Ella Josephine Baker: An Analysis of Liberatory Leadership
Robert L. Harris, Jr.
Thesis DT 3.5 1997 T165
viii, 119 leaves; 29 cm.
This thesis analyzes the life and political leadership endeavors of Ella Josephine Baker, a Black woman civil rights activist, to examine the nature of leadership and its relationship to the Black community. Her activism spanned over fifty years across a number of Black-oriented organizations which allowed her to employ many diverse methods of organizing. These methods include a highly democratic, group-centered form in which she facilitated the political participation of ordinary individuals in their own communities. This work outlines the way in which she conceptualized power and carried out her political agenda. Further, the traditional concept of leadership is reconstructed not only to be more inclusive, but also to be more liberatory in nature. Liberatory leadership, defined in this thesis, refers to the conscious and deliberate efforts an individual makes to ensure that power actually works for the people. Moreover, that the people are actively engaged in the political process to realize socioeconomic change in their communities. Finally, this thesis applies the repercussions of her conceptualization of leadership toward an understanding of the interaction between Black men and women within the realm of political activism.

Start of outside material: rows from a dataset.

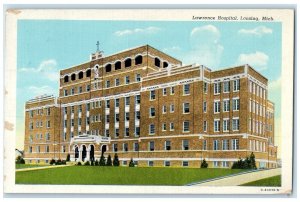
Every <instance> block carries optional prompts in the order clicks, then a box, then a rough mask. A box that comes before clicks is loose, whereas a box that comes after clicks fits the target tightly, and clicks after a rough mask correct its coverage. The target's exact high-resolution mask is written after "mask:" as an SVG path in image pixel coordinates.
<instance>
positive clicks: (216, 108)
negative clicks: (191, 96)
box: [214, 101, 221, 113]
mask: <svg viewBox="0 0 300 202" xmlns="http://www.w3.org/2000/svg"><path fill="white" fill-rule="evenodd" d="M220 107H221V102H220V101H214V113H219V112H220Z"/></svg>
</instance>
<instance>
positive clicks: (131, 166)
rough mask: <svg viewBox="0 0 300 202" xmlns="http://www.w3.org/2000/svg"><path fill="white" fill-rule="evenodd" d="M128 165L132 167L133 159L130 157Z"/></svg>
mask: <svg viewBox="0 0 300 202" xmlns="http://www.w3.org/2000/svg"><path fill="white" fill-rule="evenodd" d="M129 167H134V162H133V159H132V158H131V159H130V162H129Z"/></svg>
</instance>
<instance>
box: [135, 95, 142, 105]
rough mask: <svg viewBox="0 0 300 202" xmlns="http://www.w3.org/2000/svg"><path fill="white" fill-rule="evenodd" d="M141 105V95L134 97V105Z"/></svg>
mask: <svg viewBox="0 0 300 202" xmlns="http://www.w3.org/2000/svg"><path fill="white" fill-rule="evenodd" d="M140 103H141V95H136V96H135V104H140Z"/></svg>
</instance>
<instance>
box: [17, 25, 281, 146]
mask: <svg viewBox="0 0 300 202" xmlns="http://www.w3.org/2000/svg"><path fill="white" fill-rule="evenodd" d="M97 41H99V42H100V49H101V50H103V51H104V55H109V54H113V53H115V52H119V51H122V50H124V49H128V48H131V47H135V46H140V45H145V44H149V45H151V46H153V47H154V48H157V49H159V50H162V51H164V52H166V53H168V54H170V55H172V56H174V57H175V58H177V59H179V60H182V61H183V63H184V64H190V63H198V64H203V65H205V66H207V67H209V68H210V69H212V70H217V69H221V68H225V67H232V66H235V65H240V64H246V63H249V64H250V65H251V66H252V67H254V68H255V69H256V70H257V71H259V72H260V73H261V74H263V75H264V76H266V77H267V78H268V79H269V99H270V100H271V101H273V102H275V105H276V114H275V118H276V120H277V123H276V125H278V124H279V122H280V117H281V116H280V110H281V107H280V105H281V102H280V95H281V92H280V90H281V87H280V86H281V61H282V60H281V42H282V41H281V23H278V22H268V23H263V22H199V21H65V20H20V21H18V43H17V45H18V48H17V69H18V70H17V79H18V81H17V147H18V148H22V147H23V145H22V143H23V136H24V103H25V102H26V100H28V99H31V98H33V97H35V96H37V95H40V94H45V93H47V94H54V95H57V94H58V85H59V83H58V75H59V69H64V68H67V67H70V66H72V65H76V64H80V63H83V62H86V61H88V60H89V55H90V53H92V52H94V51H95V50H96V45H95V44H96V42H97ZM275 129H276V132H277V134H276V136H279V135H280V134H279V129H280V128H279V127H275Z"/></svg>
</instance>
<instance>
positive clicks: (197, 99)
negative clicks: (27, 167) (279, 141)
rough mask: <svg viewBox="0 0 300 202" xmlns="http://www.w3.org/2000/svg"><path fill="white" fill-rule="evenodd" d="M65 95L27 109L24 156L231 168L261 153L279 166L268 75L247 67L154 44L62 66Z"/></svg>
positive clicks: (41, 160) (174, 165)
mask: <svg viewBox="0 0 300 202" xmlns="http://www.w3.org/2000/svg"><path fill="white" fill-rule="evenodd" d="M59 74H60V82H59V97H57V98H56V97H53V96H45V95H44V96H39V97H36V98H34V99H31V100H29V101H28V102H26V106H25V111H26V115H25V147H24V149H25V160H26V162H27V163H49V161H50V160H51V159H65V158H66V157H67V155H68V154H70V156H71V161H88V160H99V158H100V156H101V154H103V155H104V156H105V157H107V156H108V155H109V154H110V155H111V156H112V157H113V156H114V154H115V153H117V154H118V156H119V159H120V162H121V165H128V163H129V160H130V159H131V158H132V159H133V160H134V161H135V163H136V164H137V165H138V166H177V167H182V166H183V167H200V164H201V161H202V160H203V159H205V160H206V161H207V162H208V164H209V167H224V168H228V167H230V166H231V165H232V163H233V162H234V161H237V160H238V159H239V158H245V157H246V156H249V155H250V154H251V153H252V152H253V153H254V154H255V157H256V162H257V166H258V167H265V168H271V167H276V160H277V147H276V146H274V104H273V103H272V102H270V101H269V100H268V79H267V78H265V77H264V76H262V75H261V74H259V73H258V72H257V71H255V70H254V69H253V68H252V67H251V66H250V65H248V64H245V65H242V66H237V67H230V68H227V69H223V70H218V71H212V70H211V69H209V68H207V67H205V66H203V65H196V64H191V65H182V62H181V61H179V60H177V59H176V58H174V57H171V56H169V55H167V54H165V53H163V52H161V51H159V50H157V49H155V48H153V47H151V46H149V45H145V46H141V47H137V48H132V49H129V50H125V51H122V52H119V53H116V54H113V55H110V56H103V54H102V52H100V51H97V52H96V53H94V54H92V55H91V56H90V60H89V61H88V62H85V63H83V64H79V65H76V66H73V67H69V68H67V69H62V70H60V73H59Z"/></svg>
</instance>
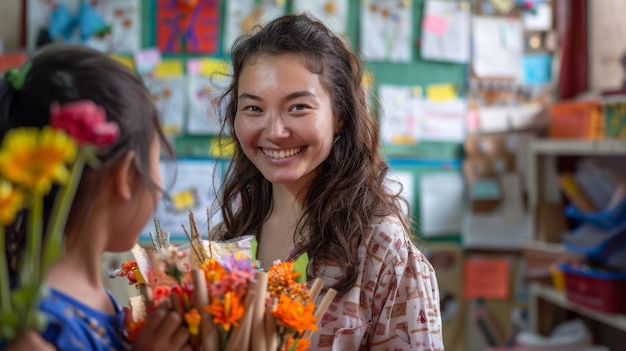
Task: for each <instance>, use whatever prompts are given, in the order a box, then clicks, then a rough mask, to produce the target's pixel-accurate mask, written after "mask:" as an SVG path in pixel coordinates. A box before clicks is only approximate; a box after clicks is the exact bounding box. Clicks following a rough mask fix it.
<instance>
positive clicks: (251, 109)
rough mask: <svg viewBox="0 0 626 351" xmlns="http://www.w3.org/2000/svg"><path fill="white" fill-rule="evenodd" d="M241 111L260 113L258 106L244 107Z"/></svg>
mask: <svg viewBox="0 0 626 351" xmlns="http://www.w3.org/2000/svg"><path fill="white" fill-rule="evenodd" d="M243 110H244V111H251V112H261V109H260V108H259V107H258V106H246V107H244V108H243Z"/></svg>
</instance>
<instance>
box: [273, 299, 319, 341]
mask: <svg viewBox="0 0 626 351" xmlns="http://www.w3.org/2000/svg"><path fill="white" fill-rule="evenodd" d="M314 309H315V304H314V303H312V302H308V303H307V304H306V305H305V304H303V303H302V302H300V301H298V300H295V301H294V300H291V299H290V298H289V296H287V295H285V294H281V295H280V297H279V298H278V305H277V306H276V309H275V310H274V311H272V314H273V315H274V317H276V319H277V320H278V321H279V322H280V323H281V324H282V325H284V326H286V327H288V328H292V329H294V330H296V331H298V333H302V332H304V331H305V330H317V318H315V317H314V316H313V310H314Z"/></svg>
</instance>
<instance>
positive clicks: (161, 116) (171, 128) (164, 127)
mask: <svg viewBox="0 0 626 351" xmlns="http://www.w3.org/2000/svg"><path fill="white" fill-rule="evenodd" d="M144 80H145V81H146V86H147V87H148V90H149V91H150V94H151V95H152V99H153V100H154V103H155V104H156V106H157V110H158V111H159V115H160V117H161V124H162V126H163V130H164V131H165V134H168V135H177V134H180V133H181V132H182V128H183V122H184V117H183V116H184V113H185V111H184V109H185V78H184V77H183V76H179V77H167V78H154V77H144Z"/></svg>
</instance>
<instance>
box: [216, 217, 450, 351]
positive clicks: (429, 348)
mask: <svg viewBox="0 0 626 351" xmlns="http://www.w3.org/2000/svg"><path fill="white" fill-rule="evenodd" d="M365 237H366V239H365V240H364V241H363V243H362V244H361V247H359V262H360V267H359V270H358V271H359V272H360V273H359V276H358V278H357V281H356V284H355V286H354V287H353V288H352V289H351V290H350V291H348V292H347V293H346V294H344V295H343V296H339V295H338V296H336V297H335V299H334V300H333V302H332V303H331V304H330V306H329V308H328V310H327V312H326V313H325V314H324V315H323V316H322V319H321V321H319V322H318V330H317V331H315V332H313V334H312V335H311V345H310V350H330V351H355V350H373V351H387V350H388V351H398V350H402V351H405V350H423V351H426V350H428V351H443V350H444V346H443V337H442V330H441V315H440V309H439V287H438V286H437V278H436V276H435V270H434V269H433V267H432V266H431V264H430V262H428V260H427V259H426V257H424V255H423V254H422V252H420V251H419V250H418V249H417V247H415V245H414V244H413V243H412V242H411V241H410V240H409V237H408V235H407V233H406V231H405V230H404V228H403V227H402V224H401V223H400V221H399V220H398V218H397V217H395V216H384V217H375V218H373V219H372V224H371V225H370V227H369V230H368V232H367V233H365ZM252 241H253V236H251V235H250V236H243V237H240V238H237V239H234V240H231V241H229V242H219V243H217V245H215V244H216V243H214V245H213V250H214V254H215V253H216V252H215V251H219V253H218V256H219V255H221V254H223V253H226V252H236V251H243V252H247V253H249V254H250V253H251V254H252V257H255V256H256V255H255V252H252V251H254V249H253V245H252ZM216 249H217V250H216ZM293 259H294V257H289V258H288V260H293ZM309 259H310V261H309V264H310V267H309V270H311V269H313V270H315V271H317V272H318V275H317V276H318V277H320V278H322V279H323V280H324V285H325V286H326V287H329V286H331V285H333V283H334V282H335V281H336V278H337V277H338V276H339V275H340V274H341V269H340V268H339V267H338V266H333V265H332V264H325V265H321V264H318V263H316V262H315V261H314V259H313V258H311V257H309ZM323 296H324V295H323V294H320V296H319V297H318V299H317V301H316V302H317V303H319V302H320V301H321V300H322V298H323Z"/></svg>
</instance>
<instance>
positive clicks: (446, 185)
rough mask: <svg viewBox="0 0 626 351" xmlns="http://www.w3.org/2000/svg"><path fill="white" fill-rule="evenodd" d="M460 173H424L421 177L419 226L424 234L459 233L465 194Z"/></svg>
mask: <svg viewBox="0 0 626 351" xmlns="http://www.w3.org/2000/svg"><path fill="white" fill-rule="evenodd" d="M464 182H465V180H464V179H463V175H462V174H461V173H452V172H443V173H427V174H424V175H422V176H421V177H420V183H419V194H420V199H419V201H420V206H419V208H420V216H419V218H420V227H421V229H422V232H423V233H424V235H425V236H436V235H450V234H458V233H460V232H461V213H462V205H463V197H464Z"/></svg>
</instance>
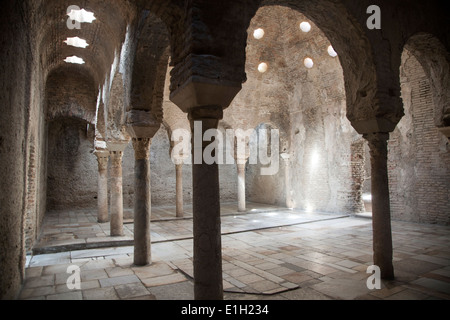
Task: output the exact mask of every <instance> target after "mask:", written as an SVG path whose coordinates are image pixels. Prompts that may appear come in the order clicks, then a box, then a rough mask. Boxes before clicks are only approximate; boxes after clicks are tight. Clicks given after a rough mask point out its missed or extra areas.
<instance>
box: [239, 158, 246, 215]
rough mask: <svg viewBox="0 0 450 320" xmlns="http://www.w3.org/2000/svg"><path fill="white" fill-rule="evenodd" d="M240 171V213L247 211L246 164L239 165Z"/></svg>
mask: <svg viewBox="0 0 450 320" xmlns="http://www.w3.org/2000/svg"><path fill="white" fill-rule="evenodd" d="M237 171H238V211H239V212H245V211H246V201H245V163H244V164H240V163H238V164H237Z"/></svg>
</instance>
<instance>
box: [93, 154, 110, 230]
mask: <svg viewBox="0 0 450 320" xmlns="http://www.w3.org/2000/svg"><path fill="white" fill-rule="evenodd" d="M95 155H96V156H97V162H98V191H97V206H98V214H97V220H98V222H99V223H105V222H108V221H109V213H108V161H109V152H108V151H107V150H104V151H96V152H95Z"/></svg>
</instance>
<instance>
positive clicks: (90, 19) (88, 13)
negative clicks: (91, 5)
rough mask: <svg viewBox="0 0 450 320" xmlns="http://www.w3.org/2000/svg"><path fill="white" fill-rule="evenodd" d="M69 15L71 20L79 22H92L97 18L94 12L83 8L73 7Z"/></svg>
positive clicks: (89, 22)
mask: <svg viewBox="0 0 450 320" xmlns="http://www.w3.org/2000/svg"><path fill="white" fill-rule="evenodd" d="M67 15H68V16H69V18H70V19H71V20H75V21H77V22H79V23H92V22H93V21H94V20H96V19H97V18H95V15H94V13H93V12H89V11H86V10H84V9H81V10H77V9H72V10H71V11H70V12H69V13H68V14H67Z"/></svg>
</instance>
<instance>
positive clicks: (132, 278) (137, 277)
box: [99, 275, 139, 288]
mask: <svg viewBox="0 0 450 320" xmlns="http://www.w3.org/2000/svg"><path fill="white" fill-rule="evenodd" d="M99 282H100V286H101V287H102V288H107V287H112V286H118V285H121V284H130V283H136V282H139V278H138V277H136V276H135V275H129V276H122V277H114V278H107V279H100V280H99Z"/></svg>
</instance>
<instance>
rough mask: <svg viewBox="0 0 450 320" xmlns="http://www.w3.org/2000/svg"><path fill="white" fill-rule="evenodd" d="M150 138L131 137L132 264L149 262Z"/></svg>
mask: <svg viewBox="0 0 450 320" xmlns="http://www.w3.org/2000/svg"><path fill="white" fill-rule="evenodd" d="M150 145H151V139H150V138H133V148H134V154H135V165H134V197H135V198H134V264H135V265H137V266H146V265H149V264H151V239H150V219H151V190H150Z"/></svg>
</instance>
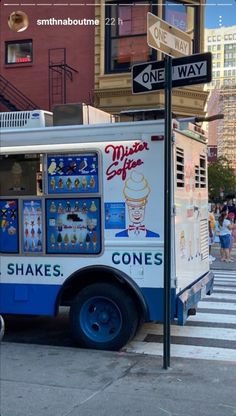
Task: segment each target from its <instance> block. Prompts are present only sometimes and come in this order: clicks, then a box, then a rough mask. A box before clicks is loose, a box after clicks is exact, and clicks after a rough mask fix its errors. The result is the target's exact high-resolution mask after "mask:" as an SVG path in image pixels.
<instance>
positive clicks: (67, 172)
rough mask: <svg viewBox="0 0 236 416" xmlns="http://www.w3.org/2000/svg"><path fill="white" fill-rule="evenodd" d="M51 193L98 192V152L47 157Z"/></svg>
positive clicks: (48, 185) (48, 191) (82, 192)
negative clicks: (72, 154)
mask: <svg viewBox="0 0 236 416" xmlns="http://www.w3.org/2000/svg"><path fill="white" fill-rule="evenodd" d="M47 175H48V176H47V178H48V193H49V194H65V193H67V194H68V193H78V192H79V193H96V192H98V189H99V186H98V185H99V184H98V156H97V154H95V153H94V154H80V155H78V154H77V155H69V156H65V155H53V156H48V158H47Z"/></svg>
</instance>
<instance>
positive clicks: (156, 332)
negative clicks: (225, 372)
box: [125, 270, 236, 363]
mask: <svg viewBox="0 0 236 416" xmlns="http://www.w3.org/2000/svg"><path fill="white" fill-rule="evenodd" d="M213 273H214V276H215V279H214V287H213V293H212V294H211V296H206V297H205V298H203V299H202V300H201V301H200V302H198V311H197V314H196V315H194V316H189V317H188V320H187V324H186V325H185V326H179V325H171V356H172V357H179V358H191V359H195V358H196V359H200V360H204V359H206V360H218V361H219V360H221V361H229V362H234V363H235V362H236V348H235V342H236V271H234V270H231V271H228V270H227V271H222V270H213ZM163 329H164V328H163V324H159V323H146V324H144V325H143V326H142V327H141V329H140V331H139V332H138V333H137V334H136V336H135V338H134V339H133V340H132V341H131V342H130V343H129V344H128V345H127V347H126V348H125V351H127V352H133V353H142V354H149V355H150V354H151V355H158V356H163V343H162V340H163ZM155 341H156V342H155ZM191 344H192V345H191Z"/></svg>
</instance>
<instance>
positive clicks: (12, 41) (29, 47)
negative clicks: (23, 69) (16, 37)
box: [5, 40, 33, 64]
mask: <svg viewBox="0 0 236 416" xmlns="http://www.w3.org/2000/svg"><path fill="white" fill-rule="evenodd" d="M5 45H6V60H5V62H6V64H21V63H27V62H32V60H33V55H32V40H20V41H11V42H6V43H5Z"/></svg>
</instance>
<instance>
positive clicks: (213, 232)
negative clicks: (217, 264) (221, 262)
mask: <svg viewBox="0 0 236 416" xmlns="http://www.w3.org/2000/svg"><path fill="white" fill-rule="evenodd" d="M208 209H209V212H208V230H209V236H208V246H209V261H210V263H212V262H213V261H215V259H216V258H215V257H213V256H212V254H211V246H212V244H213V243H214V240H215V217H214V214H213V212H212V205H211V204H209V208H208Z"/></svg>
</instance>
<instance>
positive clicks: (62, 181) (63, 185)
mask: <svg viewBox="0 0 236 416" xmlns="http://www.w3.org/2000/svg"><path fill="white" fill-rule="evenodd" d="M63 187H64V183H63V179H62V178H60V179H59V181H58V188H59V189H63Z"/></svg>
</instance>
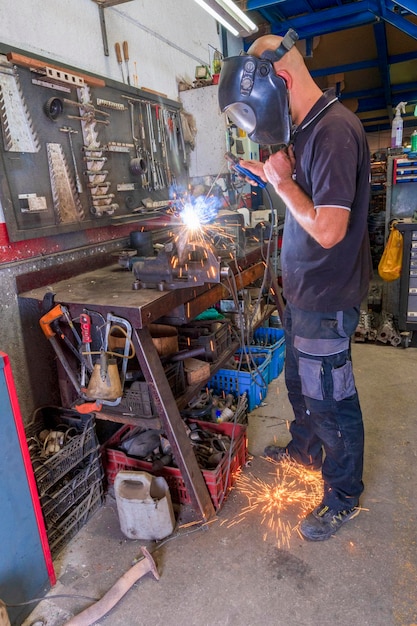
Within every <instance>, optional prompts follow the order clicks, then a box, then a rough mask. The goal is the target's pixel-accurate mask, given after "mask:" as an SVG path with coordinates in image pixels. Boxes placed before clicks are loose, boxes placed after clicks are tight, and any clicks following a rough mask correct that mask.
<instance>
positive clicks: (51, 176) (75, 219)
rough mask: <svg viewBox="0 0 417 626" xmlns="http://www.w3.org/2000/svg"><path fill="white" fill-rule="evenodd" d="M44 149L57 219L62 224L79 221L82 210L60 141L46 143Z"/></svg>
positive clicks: (74, 181) (75, 187)
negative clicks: (54, 142)
mask: <svg viewBox="0 0 417 626" xmlns="http://www.w3.org/2000/svg"><path fill="white" fill-rule="evenodd" d="M46 150H47V154H48V165H49V177H50V180H51V189H52V197H53V200H54V207H55V211H56V214H57V216H58V219H59V221H60V222H61V223H62V224H68V223H72V222H79V221H81V220H82V219H84V210H83V208H82V205H81V202H80V199H79V197H78V193H77V190H76V186H75V181H74V180H73V177H72V176H71V175H70V172H69V168H68V164H67V160H66V158H65V154H64V151H63V149H62V146H61V144H60V143H47V144H46Z"/></svg>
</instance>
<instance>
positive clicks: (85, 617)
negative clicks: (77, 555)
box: [65, 546, 159, 626]
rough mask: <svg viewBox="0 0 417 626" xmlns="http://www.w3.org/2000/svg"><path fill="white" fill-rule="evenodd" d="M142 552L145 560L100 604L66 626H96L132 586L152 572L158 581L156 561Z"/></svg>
mask: <svg viewBox="0 0 417 626" xmlns="http://www.w3.org/2000/svg"><path fill="white" fill-rule="evenodd" d="M141 550H142V554H143V556H144V558H143V559H141V560H140V561H139V563H136V565H134V566H133V567H131V568H130V569H129V570H128V571H127V572H126V573H125V574H123V576H122V577H121V578H119V580H118V581H117V582H116V583H115V584H114V585H113V587H111V588H110V589H109V590H108V591H107V593H105V594H104V596H103V597H102V598H101V600H98V602H95V604H92V605H91V606H89V607H88V609H85V611H82V612H81V613H79V614H78V615H75V616H74V617H72V618H71V619H70V621H69V622H67V623H66V624H65V626H92V624H95V623H96V622H97V621H98V620H99V619H100V618H101V617H103V615H105V614H106V613H108V612H109V611H110V610H111V609H112V608H113V607H115V606H116V604H117V603H118V602H119V600H121V598H123V596H124V595H125V594H126V593H127V592H128V591H129V589H130V588H131V587H132V585H134V584H135V582H137V581H138V580H139V578H142V576H145V574H147V573H148V572H152V574H153V575H154V576H155V578H156V580H159V574H158V570H157V569H156V565H155V561H154V560H153V558H152V557H151V555H150V554H149V552H148V551H147V549H146V548H145V547H144V546H142V547H141Z"/></svg>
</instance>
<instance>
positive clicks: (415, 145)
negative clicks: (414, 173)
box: [411, 130, 417, 152]
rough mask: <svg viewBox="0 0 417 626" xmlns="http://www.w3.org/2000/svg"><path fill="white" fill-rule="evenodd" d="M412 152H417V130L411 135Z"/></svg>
mask: <svg viewBox="0 0 417 626" xmlns="http://www.w3.org/2000/svg"><path fill="white" fill-rule="evenodd" d="M411 152H417V130H413V132H412V133H411Z"/></svg>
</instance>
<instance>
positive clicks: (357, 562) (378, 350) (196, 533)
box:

Baker is treated as a primary subject in this thesis and is characterized as an ardent architect of social change. Chapters one through five reflect this concept in their respective titles: A Panoramic Shot, The Foundation, Construction Sites, The Frame, and Blueprint for the Future. They also serve to place her as a primary agent in political organizing by illustrating how her work was deeply rooted in the trenches of the community and how her philosophy literally built new organizations and reconstructed concepts of leadership.